Heinrich-Schlick-Stiftung
Klenke übergibt Urkunde

Reckenfeld/Münster -

Regierungspräsident Prof. Dr. Reinhard Klenke hat am Dienstag die Anerkennungsurkunde für die Heinrich-Schlick-Stiftung an die Kuratoriumsmitglieder Hans-Jürgen Bläsius (Ev. Kirchengemeinde), Andrea Lehmkuhl (Katholische Kirchengemeinde), Andrew Termöllen (SC Reckenfeld), Nicole Schulte (Angehörige der Stifterin) und an Tanja Schulte (Angehörige der Stifterin) übergeben.

Dienstag, 04.04.2017, 20:04 Uhr

Regierungspräsident Prof. Dr. Reinhard Klenke
Regierungspräsident Prof. Dr. Reinhard Klenke

Im Jahr 2013 verstarb die Unternehmerin und Lokalpolitikerin Elsbeth Schlick an den Folgen einer schweren Krebserkrankung. Ihrem Wohnort Reckenfeld war sie zu Lebzeiten sehr verbunden. Sie setzte sich beharrlich für kommunale Belange der Bürger des Ortsteils ein und engagierte sich persönlich und finanziell für diverse Vereine und Initiativen.

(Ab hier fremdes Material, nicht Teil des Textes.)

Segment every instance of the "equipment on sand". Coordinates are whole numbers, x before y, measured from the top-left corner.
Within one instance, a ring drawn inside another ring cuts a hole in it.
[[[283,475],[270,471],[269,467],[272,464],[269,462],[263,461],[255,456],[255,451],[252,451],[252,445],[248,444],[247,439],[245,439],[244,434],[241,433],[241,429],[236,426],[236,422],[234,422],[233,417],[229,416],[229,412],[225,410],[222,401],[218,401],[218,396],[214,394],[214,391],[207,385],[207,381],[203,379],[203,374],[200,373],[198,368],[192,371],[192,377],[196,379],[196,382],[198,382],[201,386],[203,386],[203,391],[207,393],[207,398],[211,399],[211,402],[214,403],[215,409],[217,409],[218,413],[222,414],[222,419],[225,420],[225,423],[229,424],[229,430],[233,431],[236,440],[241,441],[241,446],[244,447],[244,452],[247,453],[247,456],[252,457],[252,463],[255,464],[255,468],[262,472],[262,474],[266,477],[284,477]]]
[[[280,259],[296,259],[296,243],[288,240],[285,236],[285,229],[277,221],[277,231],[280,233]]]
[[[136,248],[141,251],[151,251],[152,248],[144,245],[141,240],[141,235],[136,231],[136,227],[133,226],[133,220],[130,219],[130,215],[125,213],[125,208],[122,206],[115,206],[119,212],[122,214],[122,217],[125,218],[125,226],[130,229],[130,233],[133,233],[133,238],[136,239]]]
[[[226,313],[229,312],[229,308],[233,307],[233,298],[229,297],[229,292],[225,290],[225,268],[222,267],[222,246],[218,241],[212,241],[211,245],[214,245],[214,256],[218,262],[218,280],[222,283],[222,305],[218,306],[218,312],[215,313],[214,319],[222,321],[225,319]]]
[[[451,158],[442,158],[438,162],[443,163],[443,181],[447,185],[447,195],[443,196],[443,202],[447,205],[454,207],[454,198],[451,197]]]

Testamentarisch legte sie den Grundstein für die „Heinrich-Schlick-Stiftung“, deren Anerkennung nun durch die Bezirksregierung Münster bestätigt wurde. Den Stiftungszweck hat Elsbeth Schlick so festgehalten: Damit die Aktivitäten der Jugendarbeit und des Sports im Greven-Reckenfeld gestärkt werden, sollen mit den aus dem Stiftungsvermögen gewonnenen Erträgen entsprechende Projekte der hier ansässigen Akteure und Träger gefördert werden.

Über die Vergabe der Mittel entscheidet ein Gremium, dessen Institutionszugehörigkeit die Verstorbene bereits im Vorfeld benannt hat.

Im Rahmen der Stiftungsaktivitäten soll beispielsweise die Organisation von Ferienfreizeiten, Jugendsportturnieren oder von Eltern-Kind-Fahrten finanziert werden. Die geförderten Angebote sollen zur individuellen und sozialen Entwicklung der jungen Menschen beitragen, unabhängig von Geschlecht, Religion oder Herkunft.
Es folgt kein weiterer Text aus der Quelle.